Beloved Osho,
Can you talk about the difference between so-called self-consciousness and self-awareness? Is self-consciousness a form of unawareness, or is there something of awareness in it?
Prem Anudeva, self-consciousness is a disease, it is sickness. Self-awareness is health – it is wholeness. Both words appear to be the same, but in fact, because language is created by unconscious people, they cannot make the fine demarcations.
Self-consciousness simply means ego consciousness and self-awareness means soul consciousness. Your ego is a false entity. Because you have so much money, because you have so much power, because you are born in a very respected family… your education, your position in life – all these things constitute your ego. But your soul comes with you when you are born, it has nothing to do with anything. Whether you are educated or uneducated – Kabir was not educated; Jesus was not educated – whether you come from a respectable family or not, does not matter.
It is not known whether Kabir was born from a Hindu family or a Mohammedan family. He was found on the bank of the Ganges by a sannyasin, Swami Ramananda; a small child whose parents had left him there. Perhaps he was illegitimate. But Kabir became one of the richest human beings the world has known. No family, no certainty of what religion he belonged to, no education, no riches – he remained a weaver his whole life. He would weave and go every market day into the market to sell his clothes, and that was his whole earnings; it was enough for seven days.
But you cannot find a richer man; so full of bliss that each of his songs still carries something alive in it. After centuries have passed, just the words of Kabir can echo something within you – as if Kabir were present. He has poured his heart in his words; those words are of gold.
Jesus was a carpenter’s son – very poor, absolutely uneducated, had no idea about scriptures, learning, scholarship – but still he had a richness, a consciousness, so that even on the cross he did not forget to pray to God. His last words on the earth were: “Father, forgive these people who are crucifying me, because they know not what they are doing; they are unconscious people.”
Such compassion comes out of self-awareness.And self-awareness does not depend on anything outside you, it depends only on you. The soul is there; you have just to wake it up. It is an awakening.
Avoid self-consciousness – that is sickness of the soul; and go deeper into self-awareness – that is your authentic reality.
One morning a young woman got out of bed, slipped into her robe, raised the shade, uncovered the parrot, put on the coffee pot, answered the phone, and heard a masculine voice say, “Hello, honey. My ship just hit port and I am coming right over.” So the young lady took the coffee pot off the stove, covered up the parrot, pulled down the shade, took off her robe, got into bed, and heard the parrot mumble, “Christ, what a short day that was!”
Man is not even that much alert. You go on living like a zombie – a routine life, every day repeating the same – without ever thinking that you have not yet done the most important thing: you have not encountered yourself. You have not attained to self-awareness; you are engaged in making your ego as big as possible.

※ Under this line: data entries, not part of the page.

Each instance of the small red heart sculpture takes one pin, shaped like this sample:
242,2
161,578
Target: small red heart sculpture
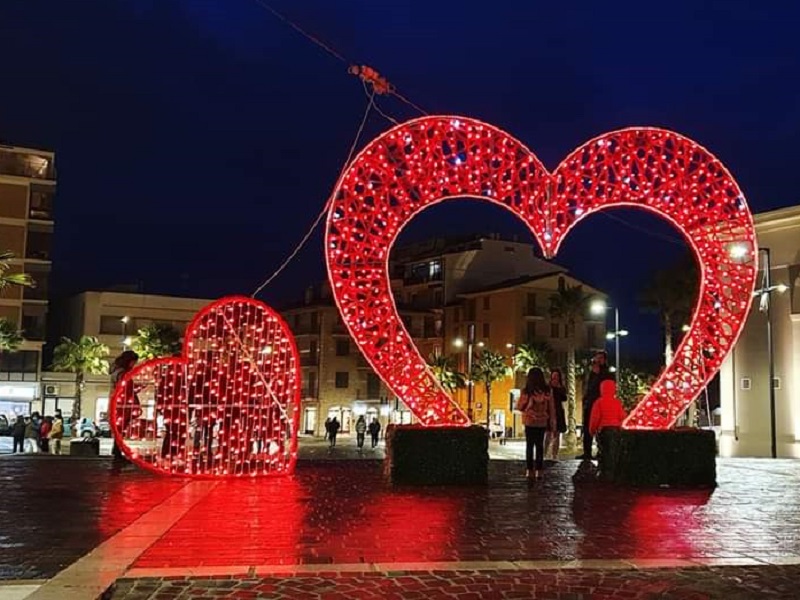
228,407
426,161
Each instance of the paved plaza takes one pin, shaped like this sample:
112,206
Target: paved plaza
77,528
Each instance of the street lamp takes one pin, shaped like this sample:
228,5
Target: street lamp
125,340
599,307
763,294
459,343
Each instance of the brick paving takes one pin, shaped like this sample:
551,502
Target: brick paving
343,512
731,583
55,510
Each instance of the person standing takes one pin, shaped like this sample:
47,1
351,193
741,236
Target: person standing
19,434
333,430
374,431
361,431
552,439
57,432
598,373
122,364
538,414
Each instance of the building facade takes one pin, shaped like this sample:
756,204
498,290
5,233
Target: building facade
744,377
114,318
27,190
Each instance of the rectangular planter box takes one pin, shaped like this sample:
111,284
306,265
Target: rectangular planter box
676,457
417,455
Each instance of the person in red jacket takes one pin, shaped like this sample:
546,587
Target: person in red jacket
607,410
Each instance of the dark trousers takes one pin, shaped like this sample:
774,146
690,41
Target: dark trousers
587,437
534,436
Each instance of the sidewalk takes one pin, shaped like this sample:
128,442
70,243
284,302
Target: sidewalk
339,524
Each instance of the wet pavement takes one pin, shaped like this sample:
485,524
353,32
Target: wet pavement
341,515
731,583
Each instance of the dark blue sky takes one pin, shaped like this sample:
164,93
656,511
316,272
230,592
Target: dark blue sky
197,140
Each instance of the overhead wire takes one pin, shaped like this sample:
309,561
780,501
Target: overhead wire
309,233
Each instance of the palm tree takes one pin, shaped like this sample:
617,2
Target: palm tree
445,370
157,340
671,294
87,356
10,337
568,306
532,354
490,367
7,278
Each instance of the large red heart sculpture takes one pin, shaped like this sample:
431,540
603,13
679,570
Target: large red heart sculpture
228,407
425,161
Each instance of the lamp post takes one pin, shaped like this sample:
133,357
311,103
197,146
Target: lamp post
459,343
765,306
599,307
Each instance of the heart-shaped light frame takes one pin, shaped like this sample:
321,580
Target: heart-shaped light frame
230,405
425,161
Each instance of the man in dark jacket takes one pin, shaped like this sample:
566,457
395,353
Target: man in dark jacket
597,374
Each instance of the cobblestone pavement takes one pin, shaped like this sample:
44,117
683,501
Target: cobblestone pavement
731,583
55,510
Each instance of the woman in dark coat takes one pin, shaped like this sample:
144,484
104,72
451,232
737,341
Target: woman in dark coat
552,439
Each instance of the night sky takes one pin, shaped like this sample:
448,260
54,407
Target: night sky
197,140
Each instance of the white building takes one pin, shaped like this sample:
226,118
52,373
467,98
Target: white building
746,429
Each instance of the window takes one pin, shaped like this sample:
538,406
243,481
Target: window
342,379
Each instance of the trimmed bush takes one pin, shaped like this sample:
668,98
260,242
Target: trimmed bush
417,455
683,457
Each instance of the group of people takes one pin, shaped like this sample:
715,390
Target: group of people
542,406
332,427
36,434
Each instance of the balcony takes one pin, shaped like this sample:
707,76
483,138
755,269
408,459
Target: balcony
26,164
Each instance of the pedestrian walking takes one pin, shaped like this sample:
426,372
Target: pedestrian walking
597,374
374,431
552,439
44,434
333,430
31,441
361,431
18,432
538,414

But the ego is your enemy, not your friend. It is the ego that gives you wounds and hurts you. It is the ego that makes you violent, angry, jealous, competitive. It is the ego that is continuously comparing and feeling miserable.
Self-awareness is awareness of your inner world, the kingdom of God. As you become aware of the tremendous beauty of your own being – its joy, its light, its eternal life, its richness, its overflowing love – you feel so blessed that you can bless the whole world without any discrimination.
Kill the ego, because that is hiding your authentic soul. And discover your soul; that will be your self-awareness.
Self-awareness, Anudeva, is the way to your kingdom, which is also the kingdom of God.
It is within you.
You are not to go anywhere; you have to come back home.